Actually there were few servants in the Sugawara household. Akitada customarily put away his own bedding every morning, but the lieutenant would not understand this and might be less respectful if he knew of Akitada’s modest circumstances.

When they were alone, Akitada rubbed some ink and dipped his brush in it. The lieutenant was doing the same. He probably expected to conduct the interrogation himself. Akitada cleared his throat. “You may begin. Tell me about the victim.”

The lieutenant had been darting curious glances about the room. It had once been Akitada’s father’s and was elegantly furnished as a gentleman’s study. The tall shelves held document boxes, scrolls, and books accumulated by generations of Sugawara males. A handsome landscape scroll hung in the alcove, and the writing implements on the large old desk were fine antiques. He seemed impressed with the evidence of scholarly pursuits and did not balk at Akitada’s brusque order.

“The victim is a poor woman who may have earned a living by occasional prostitution. She was found in the room she rented from a stonemason in the ninth ward. She had multiple stab wounds. It is thought that your retainer was her customer and that they had quarreled.” He glanced about the room again and added apologetically, “Sorry to bring bad news in the middle of the night. Such women have very bad reputations. They have been known to steal from their customers. I am sure there will be extenuating circumstances.”

“Tora attaches little importance to casual sexual encounters or to money. In fact, I have never known him to purchase his pleasures. He is very handsome and never short of female company.”

The lieutenant shifted on his cushion. “Nevertheless, he was caught in the act.”

“When did the woman die?”

“The constable from the warden’s office claims she was still warm when he got there.”
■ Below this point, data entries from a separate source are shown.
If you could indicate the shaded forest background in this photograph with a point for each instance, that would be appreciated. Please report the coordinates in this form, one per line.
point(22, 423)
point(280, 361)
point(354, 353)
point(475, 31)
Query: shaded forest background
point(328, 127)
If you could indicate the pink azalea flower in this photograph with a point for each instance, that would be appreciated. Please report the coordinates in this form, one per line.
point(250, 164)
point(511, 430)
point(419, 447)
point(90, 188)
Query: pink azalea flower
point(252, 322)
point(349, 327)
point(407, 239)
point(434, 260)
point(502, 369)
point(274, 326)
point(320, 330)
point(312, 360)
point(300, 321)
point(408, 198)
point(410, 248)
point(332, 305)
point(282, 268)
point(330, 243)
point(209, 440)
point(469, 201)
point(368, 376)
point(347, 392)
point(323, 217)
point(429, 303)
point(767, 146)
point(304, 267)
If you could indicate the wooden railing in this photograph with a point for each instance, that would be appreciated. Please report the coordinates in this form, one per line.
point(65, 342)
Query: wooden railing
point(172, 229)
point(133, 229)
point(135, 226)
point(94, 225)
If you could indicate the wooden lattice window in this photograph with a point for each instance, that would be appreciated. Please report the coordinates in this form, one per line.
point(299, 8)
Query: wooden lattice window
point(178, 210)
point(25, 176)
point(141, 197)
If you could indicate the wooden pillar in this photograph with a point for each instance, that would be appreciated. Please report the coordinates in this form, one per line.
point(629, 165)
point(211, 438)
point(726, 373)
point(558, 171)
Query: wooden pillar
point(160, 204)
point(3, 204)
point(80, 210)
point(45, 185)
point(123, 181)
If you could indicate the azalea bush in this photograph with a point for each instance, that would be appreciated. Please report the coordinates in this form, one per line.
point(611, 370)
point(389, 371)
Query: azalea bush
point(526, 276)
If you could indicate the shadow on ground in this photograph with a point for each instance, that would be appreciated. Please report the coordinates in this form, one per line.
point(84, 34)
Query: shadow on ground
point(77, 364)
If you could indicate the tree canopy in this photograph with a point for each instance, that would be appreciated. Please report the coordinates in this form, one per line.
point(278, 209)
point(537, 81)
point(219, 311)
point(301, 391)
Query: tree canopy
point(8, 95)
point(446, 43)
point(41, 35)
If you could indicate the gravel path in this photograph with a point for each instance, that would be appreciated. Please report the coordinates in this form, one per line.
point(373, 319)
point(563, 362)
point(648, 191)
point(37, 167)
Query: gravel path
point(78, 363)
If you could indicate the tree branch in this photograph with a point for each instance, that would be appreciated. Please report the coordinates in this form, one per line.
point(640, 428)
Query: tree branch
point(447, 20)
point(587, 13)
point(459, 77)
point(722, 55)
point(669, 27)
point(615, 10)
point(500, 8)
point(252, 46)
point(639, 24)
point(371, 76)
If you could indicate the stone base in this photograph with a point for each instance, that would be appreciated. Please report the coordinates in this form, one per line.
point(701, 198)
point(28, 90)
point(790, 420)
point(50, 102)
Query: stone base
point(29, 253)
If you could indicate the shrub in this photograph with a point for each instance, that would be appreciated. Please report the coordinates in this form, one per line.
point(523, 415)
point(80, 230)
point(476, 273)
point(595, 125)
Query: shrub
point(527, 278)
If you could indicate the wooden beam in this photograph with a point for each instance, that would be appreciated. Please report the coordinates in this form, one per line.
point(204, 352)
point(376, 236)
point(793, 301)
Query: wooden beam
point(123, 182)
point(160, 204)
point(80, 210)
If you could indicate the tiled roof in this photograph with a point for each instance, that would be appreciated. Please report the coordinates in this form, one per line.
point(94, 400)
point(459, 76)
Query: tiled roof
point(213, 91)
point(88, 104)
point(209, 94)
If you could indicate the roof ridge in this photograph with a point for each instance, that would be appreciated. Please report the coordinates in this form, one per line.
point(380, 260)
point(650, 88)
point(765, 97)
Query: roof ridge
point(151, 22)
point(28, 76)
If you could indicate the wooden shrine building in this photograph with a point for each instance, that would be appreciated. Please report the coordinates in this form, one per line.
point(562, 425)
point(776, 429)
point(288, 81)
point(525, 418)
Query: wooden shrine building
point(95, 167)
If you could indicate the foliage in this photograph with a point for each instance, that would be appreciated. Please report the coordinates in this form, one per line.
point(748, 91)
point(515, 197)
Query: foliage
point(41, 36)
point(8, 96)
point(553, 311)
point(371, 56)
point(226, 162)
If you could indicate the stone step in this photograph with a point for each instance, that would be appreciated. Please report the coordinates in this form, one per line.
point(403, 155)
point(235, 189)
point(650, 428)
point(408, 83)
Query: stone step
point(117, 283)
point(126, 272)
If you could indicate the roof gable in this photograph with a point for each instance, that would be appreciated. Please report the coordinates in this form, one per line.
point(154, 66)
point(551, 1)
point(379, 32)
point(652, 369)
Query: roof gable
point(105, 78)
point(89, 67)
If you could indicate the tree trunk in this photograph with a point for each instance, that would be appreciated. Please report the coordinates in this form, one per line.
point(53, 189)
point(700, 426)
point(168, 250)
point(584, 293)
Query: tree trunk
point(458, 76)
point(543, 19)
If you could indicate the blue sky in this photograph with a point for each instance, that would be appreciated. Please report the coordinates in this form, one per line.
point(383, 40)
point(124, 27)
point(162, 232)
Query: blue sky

Akitada frowned. This was not good. Unless the real killer was found quickly, Tora was in for a most unpleasant time. He asked, “How was the crime discovered so quickly?”

“The woman’s landlord and his family heard sounds of a struggle and screams. They sent their boy to the warden’s office for help.”

“Do I take it that they did not go to the woman’s aid themselves?”

“No. They were afraid.”

“Did they hear or see anyone arrive or leave prior to the crime?”

“No. All was quiet. They were preparing for bed. People go to bed rather early in poor households, to save on oil. The suspect entered by a back door.”

“What is known about the woman’s associates?”

“Not much. She worked in the market in the daytime and kept to herself. Being blind, she earned money by singing. She may have augmented that income by performing sexual services after dark.”

Akitada sat up in surprise and stared at the officer. “What? The blind street singer?”

The lieutenant was instantly alert. “The woman’s name was Tomoe. Was your honor, by chance, acquainted with her?” His tone and manner were rapidly changing back to suspicion.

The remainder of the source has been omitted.